Nobody enjoys feeling that their only role is to show up, do some work, and then punch the clock to go home, only to mindlessly repeat that same process week in and week out. We all like doing something fun that we know is making a significant impact in some way.
People who serve in ministry carry this burden in a special way. Many of us are sacrificing potentially lucrative careers, losing sleep, giving up time with hobbies or family, just to be part of our local church.
We do it, because we know that the church is making a difference. But since we often spend most of our time serving in the back or behind-the-scenes, we often get disconnected from the actual front-line ministry impact.
Whether staff or volunteer, all of us want to know that what we're doing does matter. And as the leader of my team, it's up to me to ensure that my team is constantly being reminded of the impact they're making.
So, I need to make it a priority as much as possible to step out of the task-focused world we often live in, and take a break to just celebrate!
Whether it's something simple like bringing in food or going out for a movie, I need to intentionally create opportunities for our team to just have some fun together.

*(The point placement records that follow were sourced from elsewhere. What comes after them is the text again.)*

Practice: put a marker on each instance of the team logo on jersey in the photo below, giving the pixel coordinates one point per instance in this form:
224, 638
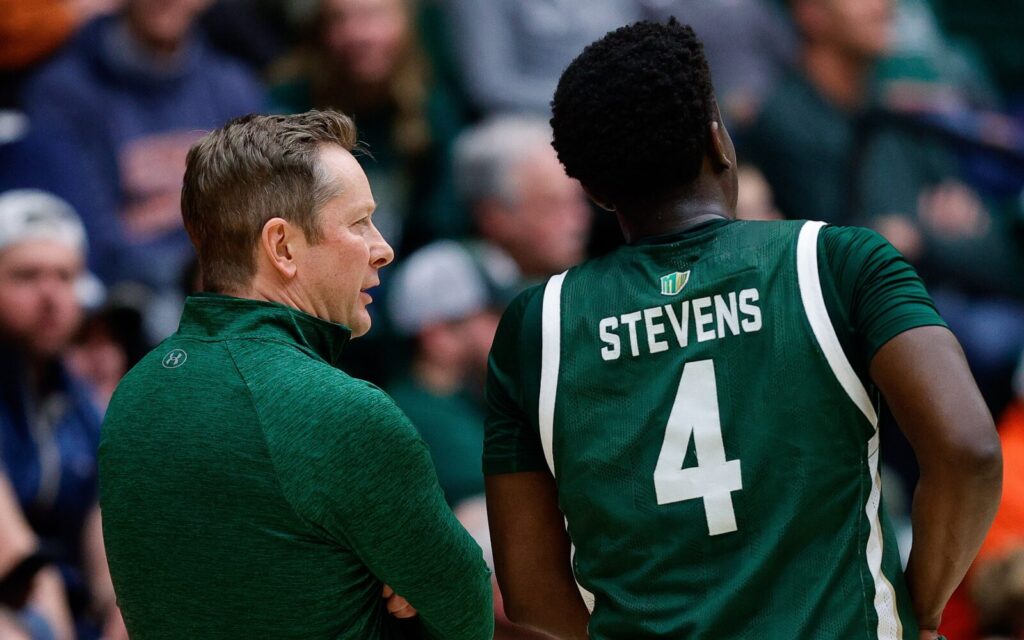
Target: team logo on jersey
672, 284
174, 358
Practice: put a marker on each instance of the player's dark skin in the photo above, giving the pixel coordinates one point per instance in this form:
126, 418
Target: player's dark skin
926, 382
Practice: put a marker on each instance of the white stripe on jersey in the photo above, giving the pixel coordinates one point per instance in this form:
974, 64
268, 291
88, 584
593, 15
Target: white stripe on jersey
551, 351
890, 626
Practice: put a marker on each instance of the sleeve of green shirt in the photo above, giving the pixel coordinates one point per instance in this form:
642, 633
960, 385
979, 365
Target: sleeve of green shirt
371, 484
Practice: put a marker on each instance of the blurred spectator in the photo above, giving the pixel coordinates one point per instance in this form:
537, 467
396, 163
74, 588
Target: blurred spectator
130, 94
829, 155
32, 598
749, 44
439, 297
512, 51
531, 217
49, 429
755, 200
998, 593
805, 134
364, 58
31, 31
111, 340
995, 29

In a similar vein, when the team has worked hard to pull off a service or special event, I need to ensure that I'm sharing stories of impact with them, so they hear the testimonies about the lives that have been impacted and changed, because of our usage of technology.

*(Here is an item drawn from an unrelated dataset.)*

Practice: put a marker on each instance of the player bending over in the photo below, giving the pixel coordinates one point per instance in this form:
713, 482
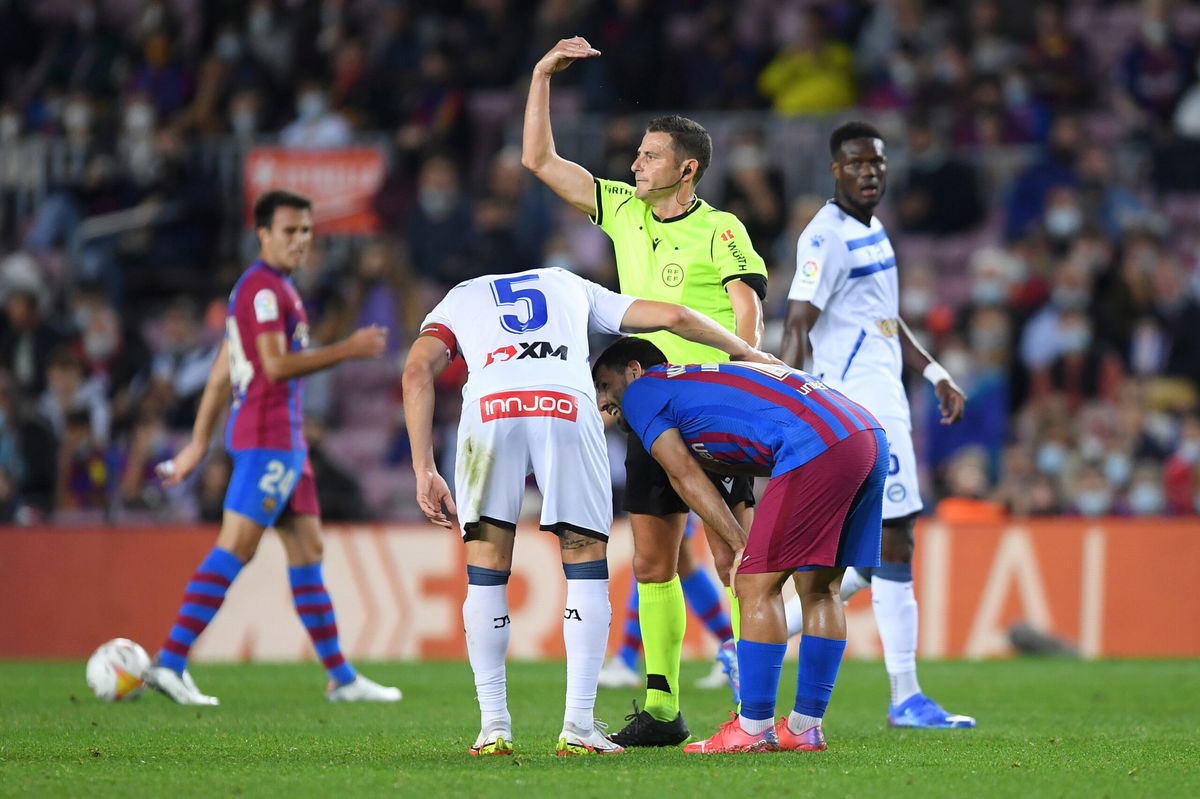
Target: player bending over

These moments won't happen by accident, so they must be intentional. Since most of us tech folks aren't naturally inclined to think along these lines, it creates even more importance on us forcing things to stop long enough, so we can remind everyone of the impact we're making.
We should celebrate our victories as a team, and we need to ensure that we're creating a fun atmosphere that people enjoy being part of.
When we stay focused on fun, and we're committed to living out consistent values with people serving in a role where they know they're making a difference, our teams will continue to grow healthier and stronger. That, in turn, will become attractive, making our team a natural destination for those in our church who are looking to jump on a team and make a difference.